J’inviterais donc, lors du prochain accompagnement, l’enfant à réfléchir sur ce qu’il a appris de cette expérience, mais aussi sur le fait de l’avoir écrit et mis en image dans un livret personnel.
Nous serions surpris, en les écoutant de découvrir combien ils savent trouver les mots et expliquer leur choix de tel dessin ou bien de telle couleur…
Par la suite, il m’a été donné l’occasion d’accompagner un enfant qui, vivant seul avec ses parents, a souhaité raconter et écrire son histoire de deuil dans un livret qu’il a confectionné du début à la fin. Il a perdu sa petite sœur naissante, alors qu’il n’avait que 14 mois. Il sollicitait régulièrement ses parents pour avoir un petit frère ou une petite sœur.
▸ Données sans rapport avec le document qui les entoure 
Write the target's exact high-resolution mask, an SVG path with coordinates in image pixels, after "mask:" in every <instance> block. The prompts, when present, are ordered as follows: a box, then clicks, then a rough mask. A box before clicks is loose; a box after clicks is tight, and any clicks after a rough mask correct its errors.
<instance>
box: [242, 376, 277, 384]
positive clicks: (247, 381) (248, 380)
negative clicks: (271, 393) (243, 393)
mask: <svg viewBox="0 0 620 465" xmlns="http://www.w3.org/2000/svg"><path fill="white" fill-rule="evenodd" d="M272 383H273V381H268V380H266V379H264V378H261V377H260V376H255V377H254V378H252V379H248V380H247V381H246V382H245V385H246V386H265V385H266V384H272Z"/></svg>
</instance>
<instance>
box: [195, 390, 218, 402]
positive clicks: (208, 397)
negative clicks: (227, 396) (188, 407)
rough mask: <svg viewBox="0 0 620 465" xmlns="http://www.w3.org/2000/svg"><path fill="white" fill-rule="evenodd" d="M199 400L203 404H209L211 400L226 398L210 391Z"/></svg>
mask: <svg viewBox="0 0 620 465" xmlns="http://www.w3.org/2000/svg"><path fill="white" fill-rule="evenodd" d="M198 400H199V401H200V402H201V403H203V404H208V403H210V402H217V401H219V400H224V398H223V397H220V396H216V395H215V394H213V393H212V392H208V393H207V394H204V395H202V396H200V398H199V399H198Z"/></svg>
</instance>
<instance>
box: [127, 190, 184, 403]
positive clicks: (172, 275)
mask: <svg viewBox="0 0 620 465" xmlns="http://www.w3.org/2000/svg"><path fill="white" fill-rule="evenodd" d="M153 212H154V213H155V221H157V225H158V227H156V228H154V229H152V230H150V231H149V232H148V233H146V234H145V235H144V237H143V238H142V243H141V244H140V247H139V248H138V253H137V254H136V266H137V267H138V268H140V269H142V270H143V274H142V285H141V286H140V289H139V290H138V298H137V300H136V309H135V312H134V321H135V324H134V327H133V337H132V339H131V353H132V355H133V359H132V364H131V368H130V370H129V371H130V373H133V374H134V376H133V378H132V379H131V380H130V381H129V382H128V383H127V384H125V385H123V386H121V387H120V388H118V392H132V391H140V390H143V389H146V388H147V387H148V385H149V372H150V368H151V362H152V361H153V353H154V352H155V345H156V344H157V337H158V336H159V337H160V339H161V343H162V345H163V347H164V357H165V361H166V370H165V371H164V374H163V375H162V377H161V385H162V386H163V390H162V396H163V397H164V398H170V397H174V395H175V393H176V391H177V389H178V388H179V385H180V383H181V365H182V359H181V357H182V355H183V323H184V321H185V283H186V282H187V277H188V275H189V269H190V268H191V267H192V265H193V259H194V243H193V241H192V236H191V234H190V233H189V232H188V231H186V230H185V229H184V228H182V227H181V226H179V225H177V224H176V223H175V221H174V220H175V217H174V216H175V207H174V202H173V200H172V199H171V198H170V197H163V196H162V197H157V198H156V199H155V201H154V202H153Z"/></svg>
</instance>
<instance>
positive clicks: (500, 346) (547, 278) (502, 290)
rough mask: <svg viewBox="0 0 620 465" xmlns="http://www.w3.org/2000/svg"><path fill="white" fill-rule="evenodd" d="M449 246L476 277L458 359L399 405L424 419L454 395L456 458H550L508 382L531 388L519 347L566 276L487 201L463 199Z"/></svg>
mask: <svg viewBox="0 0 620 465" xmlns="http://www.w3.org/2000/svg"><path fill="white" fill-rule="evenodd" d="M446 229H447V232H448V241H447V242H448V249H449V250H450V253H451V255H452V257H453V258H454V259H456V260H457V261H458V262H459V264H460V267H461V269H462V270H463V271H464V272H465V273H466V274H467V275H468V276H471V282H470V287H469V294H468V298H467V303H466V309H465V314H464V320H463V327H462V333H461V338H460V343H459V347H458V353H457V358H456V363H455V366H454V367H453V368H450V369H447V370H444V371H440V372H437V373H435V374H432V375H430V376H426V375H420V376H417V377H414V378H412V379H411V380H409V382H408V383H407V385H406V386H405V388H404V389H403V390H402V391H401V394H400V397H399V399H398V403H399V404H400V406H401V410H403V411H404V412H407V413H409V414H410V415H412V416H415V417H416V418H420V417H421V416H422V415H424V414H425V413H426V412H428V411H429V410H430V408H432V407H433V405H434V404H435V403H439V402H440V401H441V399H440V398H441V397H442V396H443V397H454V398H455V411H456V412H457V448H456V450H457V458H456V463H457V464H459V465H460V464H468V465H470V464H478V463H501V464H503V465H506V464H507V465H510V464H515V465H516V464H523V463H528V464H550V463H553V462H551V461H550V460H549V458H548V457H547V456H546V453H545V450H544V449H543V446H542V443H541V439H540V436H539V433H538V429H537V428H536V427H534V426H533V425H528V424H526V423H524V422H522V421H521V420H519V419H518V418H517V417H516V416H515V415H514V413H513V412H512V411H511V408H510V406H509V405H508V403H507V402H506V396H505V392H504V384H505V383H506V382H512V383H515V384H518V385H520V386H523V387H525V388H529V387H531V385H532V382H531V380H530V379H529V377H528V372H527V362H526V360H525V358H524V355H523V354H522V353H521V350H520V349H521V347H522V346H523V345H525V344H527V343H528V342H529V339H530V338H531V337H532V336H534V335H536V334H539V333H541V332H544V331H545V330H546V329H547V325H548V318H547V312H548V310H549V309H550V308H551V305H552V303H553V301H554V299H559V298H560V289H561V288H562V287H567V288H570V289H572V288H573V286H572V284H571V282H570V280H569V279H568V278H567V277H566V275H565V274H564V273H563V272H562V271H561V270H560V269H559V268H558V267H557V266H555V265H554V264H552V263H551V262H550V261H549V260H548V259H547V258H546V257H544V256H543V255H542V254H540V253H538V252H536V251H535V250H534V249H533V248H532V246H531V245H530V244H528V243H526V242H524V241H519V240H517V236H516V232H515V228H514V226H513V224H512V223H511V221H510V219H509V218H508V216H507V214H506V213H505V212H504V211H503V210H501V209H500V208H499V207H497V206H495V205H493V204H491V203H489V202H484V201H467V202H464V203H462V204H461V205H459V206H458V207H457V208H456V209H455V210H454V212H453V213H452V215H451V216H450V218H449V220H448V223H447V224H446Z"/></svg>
À la fin de l’accompagnement, il a pu prendre conscience grâce à un retour réflexif de l’expérience qu’il avait été un grand frère lié à sa petite sœur grandissant dans le ventre de leur maman. Il invita même ses parents à écrire leur vécu respectif pour l’inclure dans son livret.
Un an plus tard je suis retournée le voir, lui et ses parents. Au cours de cet échange, il s’est avéré que le support du livre réalisé avait été apprécié. Il permettait de s’y rapporter si besoin.
Si l’on considère que l’on peut apprendre de toute expérience, celle du deuil, si douloureuse soit-elle, nous enseigne que l’amour partagé lui ne meurt pas, pour peu qu’on fasse fructifier cet héritage.
Sur le chemin parcouru de l’expérience vécue à l’expression des sentiments – au détour d’un retour réflexif de l’expérience et de l’enseignement qui en découle –, il n’y a qu’un pas de plus à faire entre formation, hétéro-formation et autoformation. Et, pour peu que l’on vous accompagne lors de ce cheminement (ou pas), alors vous pourrez peut-être percevoir une transformation de vous-même grâce à l’amour que vous avez reçu, celui que vous recevrez et celui que vous donnerez.